Il romanzo di Heidi Julavits “L’effetto di vivere al contrario”, ha gran belle invenzioni e gravi rallentamenti. Questa è una delle invenzioni: “Meno di nove mesi dopo il disastro della Malaysian Air, quattro separatisti baschi, con riserve di carburante nascoste in oltre seicento aeroporti sparsi per il mondo, avevano sopraffatto l’equipaggio del volo 2019 della Aire Espana.
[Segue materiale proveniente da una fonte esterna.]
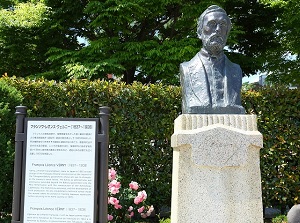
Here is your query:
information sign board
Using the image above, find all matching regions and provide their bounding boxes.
[23,119,98,223]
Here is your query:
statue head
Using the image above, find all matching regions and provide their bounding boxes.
[197,5,232,56]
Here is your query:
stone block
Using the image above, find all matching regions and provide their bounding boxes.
[287,205,300,223]
[171,114,264,223]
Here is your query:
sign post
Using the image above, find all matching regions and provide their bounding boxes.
[11,106,110,223]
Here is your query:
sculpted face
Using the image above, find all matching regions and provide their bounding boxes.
[200,11,229,56]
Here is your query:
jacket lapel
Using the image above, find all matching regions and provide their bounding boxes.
[187,53,211,106]
[224,57,238,106]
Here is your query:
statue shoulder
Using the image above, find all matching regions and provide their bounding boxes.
[225,56,241,70]
[180,54,201,74]
[225,56,242,76]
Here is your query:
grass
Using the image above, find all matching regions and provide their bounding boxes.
[272,215,288,223]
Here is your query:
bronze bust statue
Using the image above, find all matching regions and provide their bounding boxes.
[180,5,245,114]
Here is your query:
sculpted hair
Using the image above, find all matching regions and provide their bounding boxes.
[197,5,232,39]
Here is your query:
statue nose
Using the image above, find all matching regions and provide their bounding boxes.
[215,24,221,33]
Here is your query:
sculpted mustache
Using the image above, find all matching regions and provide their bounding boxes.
[208,35,224,44]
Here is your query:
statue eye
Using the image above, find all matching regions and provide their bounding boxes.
[207,21,216,28]
[220,21,227,27]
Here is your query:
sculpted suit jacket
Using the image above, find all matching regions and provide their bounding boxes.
[180,52,245,114]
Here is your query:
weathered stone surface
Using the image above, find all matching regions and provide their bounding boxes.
[287,205,300,223]
[171,114,264,223]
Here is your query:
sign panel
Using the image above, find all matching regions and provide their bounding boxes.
[23,120,97,223]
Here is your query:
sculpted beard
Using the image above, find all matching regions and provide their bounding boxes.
[204,35,225,55]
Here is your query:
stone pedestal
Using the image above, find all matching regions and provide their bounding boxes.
[171,114,264,223]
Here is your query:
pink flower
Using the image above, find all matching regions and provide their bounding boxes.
[107,169,154,221]
[108,197,119,206]
[137,206,145,213]
[126,211,134,218]
[108,180,121,194]
[114,204,122,209]
[146,205,154,216]
[134,196,142,205]
[108,214,113,221]
[134,190,147,204]
[141,213,147,218]
[109,187,120,194]
[109,168,117,181]
[138,190,147,200]
[108,197,122,209]
[129,181,139,190]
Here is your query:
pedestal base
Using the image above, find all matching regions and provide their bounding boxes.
[171,114,264,223]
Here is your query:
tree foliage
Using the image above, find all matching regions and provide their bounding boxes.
[260,0,300,86]
[47,0,209,84]
[0,1,50,76]
[224,0,283,76]
[0,0,287,84]
[47,0,281,84]
[0,0,85,79]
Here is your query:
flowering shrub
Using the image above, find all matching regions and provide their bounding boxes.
[108,168,154,222]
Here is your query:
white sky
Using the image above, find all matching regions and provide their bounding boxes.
[242,74,259,83]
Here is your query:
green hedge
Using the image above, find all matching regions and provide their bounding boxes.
[2,77,181,214]
[243,87,300,211]
[0,77,299,215]
[0,79,23,213]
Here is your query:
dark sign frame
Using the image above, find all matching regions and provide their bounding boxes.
[11,106,110,223]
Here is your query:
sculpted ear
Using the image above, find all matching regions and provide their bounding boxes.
[199,33,203,40]
[197,29,202,40]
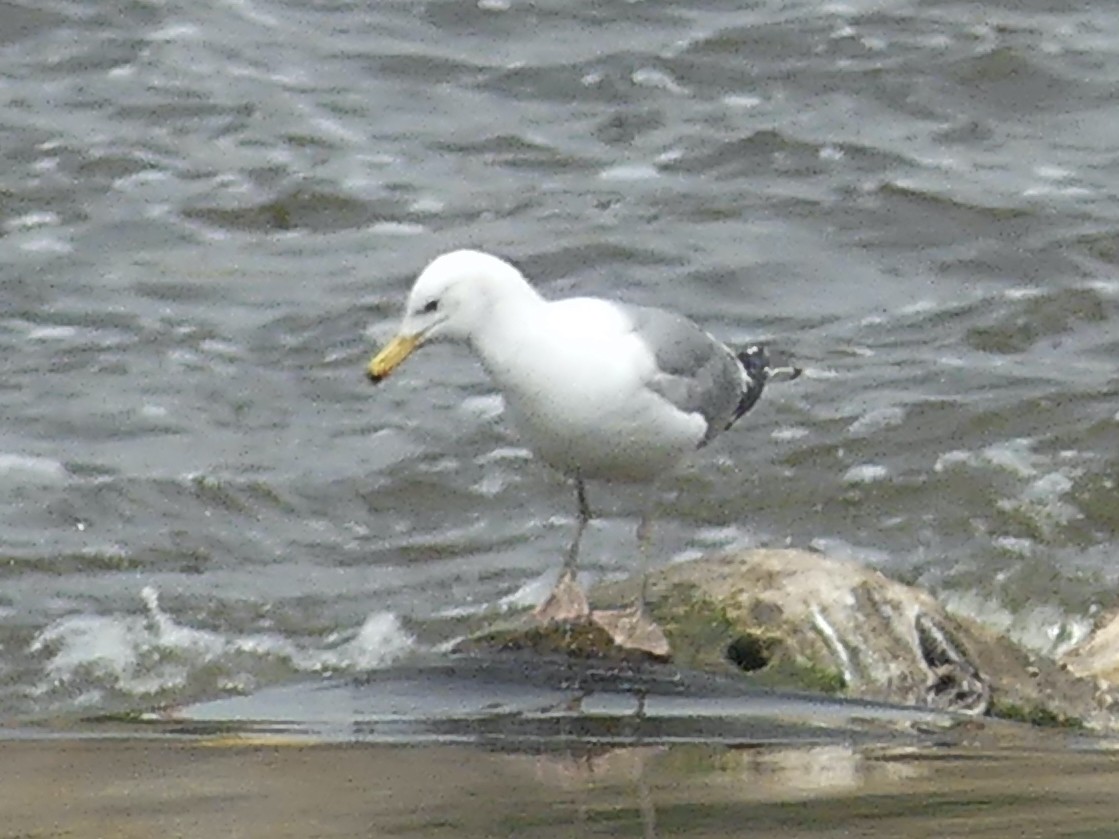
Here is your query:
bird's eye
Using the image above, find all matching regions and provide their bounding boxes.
[421,299,439,314]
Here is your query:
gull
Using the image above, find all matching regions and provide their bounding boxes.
[367,249,798,657]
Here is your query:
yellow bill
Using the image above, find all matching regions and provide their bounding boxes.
[366,333,420,383]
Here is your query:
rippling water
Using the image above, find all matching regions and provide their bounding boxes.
[2,0,1118,717]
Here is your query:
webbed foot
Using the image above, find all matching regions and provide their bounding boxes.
[590,604,671,660]
[533,567,591,624]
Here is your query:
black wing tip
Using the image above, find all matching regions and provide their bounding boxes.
[737,344,770,370]
[737,345,803,383]
[726,344,802,430]
[729,345,769,426]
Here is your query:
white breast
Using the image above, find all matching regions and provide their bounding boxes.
[472,297,707,481]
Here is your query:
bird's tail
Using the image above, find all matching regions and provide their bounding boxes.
[730,345,803,426]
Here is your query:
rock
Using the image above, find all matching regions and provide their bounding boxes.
[455,549,1107,729]
[455,618,665,666]
[1061,609,1119,711]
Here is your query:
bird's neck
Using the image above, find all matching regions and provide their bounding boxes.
[470,284,549,384]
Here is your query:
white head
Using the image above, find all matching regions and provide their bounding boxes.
[366,249,537,382]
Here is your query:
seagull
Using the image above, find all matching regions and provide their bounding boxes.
[367,249,798,657]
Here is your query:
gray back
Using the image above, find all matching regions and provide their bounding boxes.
[623,304,744,445]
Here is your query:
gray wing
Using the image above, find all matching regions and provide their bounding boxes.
[623,304,760,445]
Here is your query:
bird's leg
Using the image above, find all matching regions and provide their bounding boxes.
[534,479,592,624]
[566,479,592,571]
[590,509,671,659]
[636,512,654,610]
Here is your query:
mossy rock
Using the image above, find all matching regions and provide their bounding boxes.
[451,549,1112,729]
[990,701,1085,730]
[454,619,662,665]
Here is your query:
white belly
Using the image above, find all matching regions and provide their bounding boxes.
[501,388,700,481]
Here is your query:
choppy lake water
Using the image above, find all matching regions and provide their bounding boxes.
[2,0,1119,718]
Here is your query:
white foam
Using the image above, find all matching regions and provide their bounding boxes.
[1016,604,1093,658]
[943,589,1093,658]
[997,471,1081,536]
[722,94,763,109]
[477,446,532,465]
[631,67,688,94]
[933,450,970,473]
[599,163,659,182]
[113,170,171,190]
[4,211,59,232]
[30,588,224,697]
[149,23,201,42]
[936,438,1042,478]
[0,453,67,482]
[220,0,281,28]
[409,197,445,214]
[19,235,72,254]
[655,148,684,165]
[897,299,938,315]
[915,33,953,49]
[369,221,427,236]
[983,439,1043,478]
[771,426,810,441]
[692,524,755,548]
[199,339,241,357]
[843,345,875,357]
[847,406,905,435]
[311,612,414,671]
[1086,279,1119,298]
[470,470,514,497]
[842,463,888,484]
[669,547,706,564]
[458,393,504,421]
[26,325,78,341]
[941,589,1015,638]
[1022,471,1075,503]
[29,588,414,700]
[416,456,462,475]
[1022,185,1093,199]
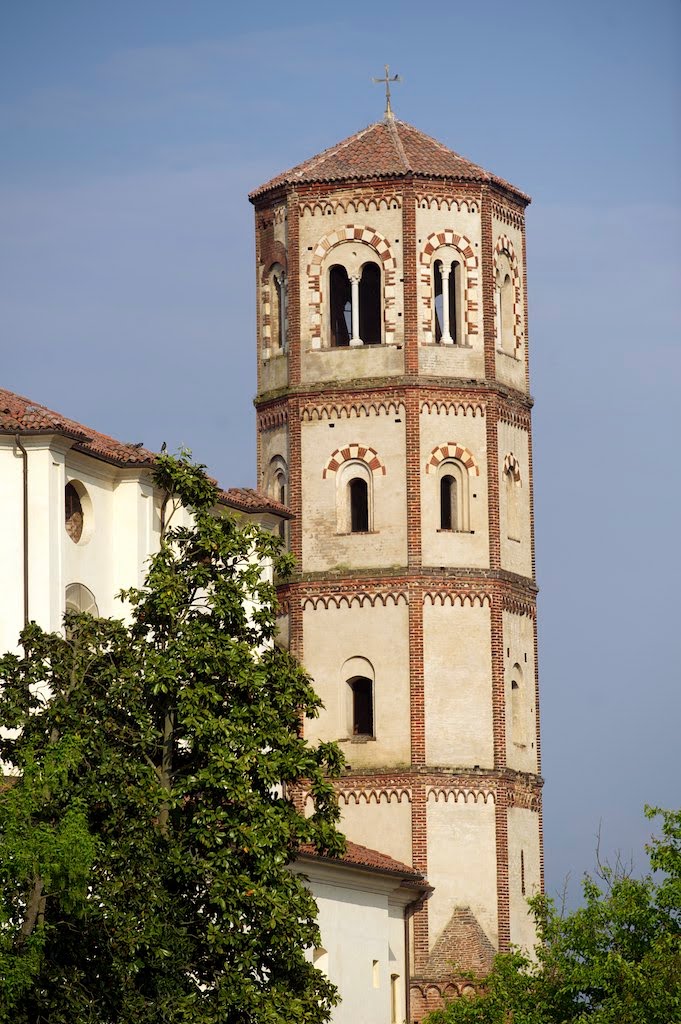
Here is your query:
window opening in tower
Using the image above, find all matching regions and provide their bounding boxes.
[330,265,352,346]
[350,677,374,736]
[349,478,369,532]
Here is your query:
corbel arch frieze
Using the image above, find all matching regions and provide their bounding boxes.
[420,399,485,418]
[423,591,492,609]
[302,399,405,421]
[416,194,480,214]
[300,194,402,217]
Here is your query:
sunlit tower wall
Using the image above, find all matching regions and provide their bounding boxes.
[249,116,543,1017]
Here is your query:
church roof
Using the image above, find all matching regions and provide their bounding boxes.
[250,118,529,203]
[0,386,157,467]
[0,386,291,518]
[299,839,430,886]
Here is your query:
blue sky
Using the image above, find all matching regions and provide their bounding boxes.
[1,0,680,903]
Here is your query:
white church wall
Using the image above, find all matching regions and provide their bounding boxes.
[291,858,413,1024]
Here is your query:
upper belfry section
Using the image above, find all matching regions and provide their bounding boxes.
[251,117,532,401]
[249,119,530,204]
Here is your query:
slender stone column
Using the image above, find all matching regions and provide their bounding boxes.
[440,263,454,345]
[349,274,362,346]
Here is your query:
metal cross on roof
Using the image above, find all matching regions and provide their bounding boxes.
[372,64,401,120]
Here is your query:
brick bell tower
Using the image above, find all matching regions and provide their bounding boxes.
[249,109,542,1017]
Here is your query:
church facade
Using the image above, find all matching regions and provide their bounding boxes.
[250,115,543,1016]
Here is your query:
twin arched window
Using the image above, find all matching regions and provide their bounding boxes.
[328,259,381,347]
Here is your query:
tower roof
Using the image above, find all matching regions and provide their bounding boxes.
[249,118,529,203]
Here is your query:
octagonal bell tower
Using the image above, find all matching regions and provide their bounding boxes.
[250,113,542,1017]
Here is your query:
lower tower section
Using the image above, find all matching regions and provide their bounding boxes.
[278,567,542,1014]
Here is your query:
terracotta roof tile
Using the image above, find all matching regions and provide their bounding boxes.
[298,839,429,885]
[0,387,155,466]
[250,118,529,203]
[0,388,292,520]
[219,487,292,518]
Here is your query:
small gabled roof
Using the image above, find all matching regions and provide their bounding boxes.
[250,118,529,203]
[220,487,292,519]
[299,839,430,887]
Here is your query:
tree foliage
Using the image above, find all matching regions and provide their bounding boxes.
[426,807,681,1024]
[0,452,345,1023]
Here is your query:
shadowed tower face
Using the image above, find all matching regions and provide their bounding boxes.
[250,115,543,1018]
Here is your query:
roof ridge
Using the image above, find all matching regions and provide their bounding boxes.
[386,117,412,173]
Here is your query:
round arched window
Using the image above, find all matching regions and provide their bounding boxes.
[65,583,99,616]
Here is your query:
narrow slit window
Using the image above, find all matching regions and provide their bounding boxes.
[500,272,514,353]
[349,676,374,736]
[511,667,526,746]
[390,974,400,1024]
[359,262,381,345]
[329,265,352,347]
[349,478,369,532]
[440,474,457,531]
[272,272,285,350]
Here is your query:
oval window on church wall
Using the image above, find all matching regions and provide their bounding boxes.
[64,480,93,544]
[65,483,84,542]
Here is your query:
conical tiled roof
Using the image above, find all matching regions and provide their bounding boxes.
[250,118,529,202]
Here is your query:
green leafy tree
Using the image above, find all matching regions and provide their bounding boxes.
[0,452,345,1024]
[426,807,681,1024]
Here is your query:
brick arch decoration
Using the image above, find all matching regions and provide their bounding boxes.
[302,591,408,611]
[306,227,398,346]
[323,444,386,479]
[260,240,288,281]
[426,443,480,477]
[503,452,521,482]
[494,234,523,356]
[419,230,479,344]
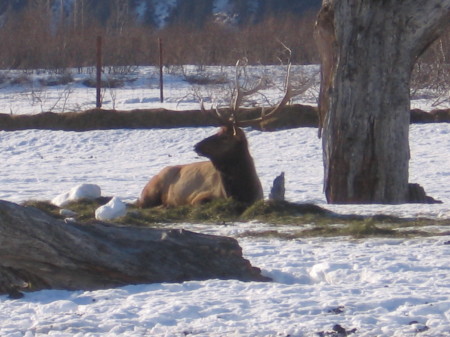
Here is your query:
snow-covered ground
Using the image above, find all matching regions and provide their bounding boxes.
[0,65,322,115]
[1,66,450,336]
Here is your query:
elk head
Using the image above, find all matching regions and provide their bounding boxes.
[194,122,262,205]
[194,124,248,164]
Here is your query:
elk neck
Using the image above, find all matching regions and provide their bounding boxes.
[211,146,263,204]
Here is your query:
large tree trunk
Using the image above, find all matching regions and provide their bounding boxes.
[0,200,267,297]
[315,0,450,204]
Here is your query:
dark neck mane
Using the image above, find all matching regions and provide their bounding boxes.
[212,148,263,204]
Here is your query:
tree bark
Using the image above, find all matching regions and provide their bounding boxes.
[315,0,450,204]
[0,200,268,297]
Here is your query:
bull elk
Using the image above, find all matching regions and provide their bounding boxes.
[138,60,299,208]
[137,123,263,208]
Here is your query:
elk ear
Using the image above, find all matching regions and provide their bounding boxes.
[220,122,236,136]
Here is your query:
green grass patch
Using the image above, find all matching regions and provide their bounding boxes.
[122,198,247,225]
[21,198,450,239]
[23,197,111,221]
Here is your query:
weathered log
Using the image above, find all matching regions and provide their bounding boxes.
[0,200,268,297]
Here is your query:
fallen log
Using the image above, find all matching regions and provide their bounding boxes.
[0,104,318,131]
[1,106,448,132]
[410,108,450,123]
[0,200,268,298]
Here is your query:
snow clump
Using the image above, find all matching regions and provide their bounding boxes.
[95,196,127,220]
[51,183,102,207]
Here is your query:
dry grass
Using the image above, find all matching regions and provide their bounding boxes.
[22,199,450,239]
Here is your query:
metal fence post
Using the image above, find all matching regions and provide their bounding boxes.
[96,36,102,108]
[159,37,164,103]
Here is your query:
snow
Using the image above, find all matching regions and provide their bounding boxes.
[51,183,102,207]
[95,196,127,220]
[1,66,450,336]
[1,238,449,336]
[0,65,321,115]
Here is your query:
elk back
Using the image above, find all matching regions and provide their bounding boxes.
[138,161,227,208]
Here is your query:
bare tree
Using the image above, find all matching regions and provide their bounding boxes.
[411,27,450,106]
[315,0,450,204]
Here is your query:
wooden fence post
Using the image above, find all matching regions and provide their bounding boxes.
[96,36,102,108]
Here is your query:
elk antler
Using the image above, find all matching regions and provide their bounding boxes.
[200,99,232,129]
[237,63,308,128]
[232,58,269,113]
[200,59,309,130]
[205,58,269,128]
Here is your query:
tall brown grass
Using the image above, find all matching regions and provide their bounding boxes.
[0,7,319,70]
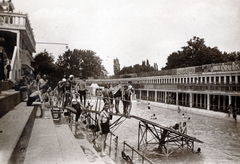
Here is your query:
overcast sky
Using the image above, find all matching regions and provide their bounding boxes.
[13,0,240,75]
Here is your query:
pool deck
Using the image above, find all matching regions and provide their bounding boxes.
[24,108,116,164]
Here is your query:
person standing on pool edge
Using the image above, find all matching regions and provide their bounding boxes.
[98,102,110,156]
[76,78,87,107]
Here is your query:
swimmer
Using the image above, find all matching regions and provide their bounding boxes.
[169,122,181,132]
[148,103,150,109]
[178,106,181,113]
[182,113,186,119]
[150,114,157,119]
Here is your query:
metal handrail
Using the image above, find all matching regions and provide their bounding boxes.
[123,141,154,164]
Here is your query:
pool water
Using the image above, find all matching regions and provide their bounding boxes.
[108,101,240,164]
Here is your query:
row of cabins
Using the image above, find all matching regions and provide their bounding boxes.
[87,61,240,114]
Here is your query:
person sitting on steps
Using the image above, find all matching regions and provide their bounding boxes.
[26,85,48,118]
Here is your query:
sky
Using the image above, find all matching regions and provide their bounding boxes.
[13,0,240,75]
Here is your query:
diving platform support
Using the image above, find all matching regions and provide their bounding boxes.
[132,115,203,157]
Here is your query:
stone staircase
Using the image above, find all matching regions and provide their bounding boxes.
[0,81,116,164]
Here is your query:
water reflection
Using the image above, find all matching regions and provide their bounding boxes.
[112,101,240,164]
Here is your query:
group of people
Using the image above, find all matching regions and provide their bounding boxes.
[24,74,134,156]
[26,73,49,118]
[16,73,105,156]
[56,76,88,109]
[169,121,188,134]
[24,73,85,119]
[101,81,134,117]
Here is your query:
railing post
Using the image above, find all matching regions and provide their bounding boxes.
[132,146,134,161]
[114,136,118,157]
[109,132,112,155]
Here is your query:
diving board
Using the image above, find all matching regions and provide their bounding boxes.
[131,115,203,157]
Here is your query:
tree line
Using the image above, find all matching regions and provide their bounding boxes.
[163,36,240,70]
[32,36,240,86]
[32,49,107,87]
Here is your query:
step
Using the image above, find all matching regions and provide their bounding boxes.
[75,123,116,164]
[75,131,105,164]
[0,89,27,118]
[0,101,36,164]
[24,109,90,164]
[0,81,14,93]
[55,124,90,164]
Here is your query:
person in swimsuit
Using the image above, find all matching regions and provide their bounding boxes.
[98,102,110,156]
[76,78,87,107]
[26,86,47,118]
[181,122,187,134]
[169,122,181,132]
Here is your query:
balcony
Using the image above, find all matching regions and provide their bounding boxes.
[0,12,36,52]
[177,83,240,93]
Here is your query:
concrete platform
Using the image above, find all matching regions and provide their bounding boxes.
[0,89,27,118]
[0,102,35,164]
[24,110,90,164]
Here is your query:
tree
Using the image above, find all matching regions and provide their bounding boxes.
[224,51,240,61]
[146,59,150,67]
[56,49,108,79]
[33,51,56,75]
[154,63,158,70]
[133,64,142,73]
[113,58,120,75]
[117,59,155,75]
[163,36,225,70]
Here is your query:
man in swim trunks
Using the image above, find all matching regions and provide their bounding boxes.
[98,102,110,156]
[76,78,87,107]
[26,86,48,118]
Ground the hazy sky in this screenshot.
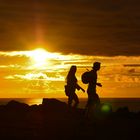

I cinquantatre passeggeri e sei mebri dell’equipaggio, comportandosi in modo impeccabile, non avevano fatto nulla per sfidare i dirottatori ed erano rimasti loro ostaggi per 543 giorni, battendo ogni record. Una volta liberati in un aeroporto nei dintorni di Buenos Aires, gli ostaggi avevano manifestato uno dei più gravi casi mai documentati di sindrome di Stoccolma. Nessuno di loro aveva voluto scendere dall’aereo, anche dopo che i carcerieri erano spariti nella pampa. Avevano perso le armi lasciate da quelli e respinto i soccorritori per la bellezza di quarantasette ore. Le foto del mio libro di testo mostravano passeggeri ed equipaggio trascinati in manette giù dall’aereo; una donna si aggrappava al corrimano, un’altra agitava i pugni verso un uomo in uniforme e intanto gli sputava in faccia: l’arco perfetto disegnato dalla saliva era immortalato nella foto come un bel ghiacciolo. Un’associazione di passeggeri formatasi poco tempo dopo aveva vinto una causa contro la Aire Espana in cui si sosteneva che gli ostaggi avevano diritto a un credito, come frequent flyers, per tutte le 1.234.890 miglia percorse dal volo 2019. In seguito era stato praticamente impossibile volare con la Aire Espana senza incontrare a bordo almeno uno degli ex ostaggi”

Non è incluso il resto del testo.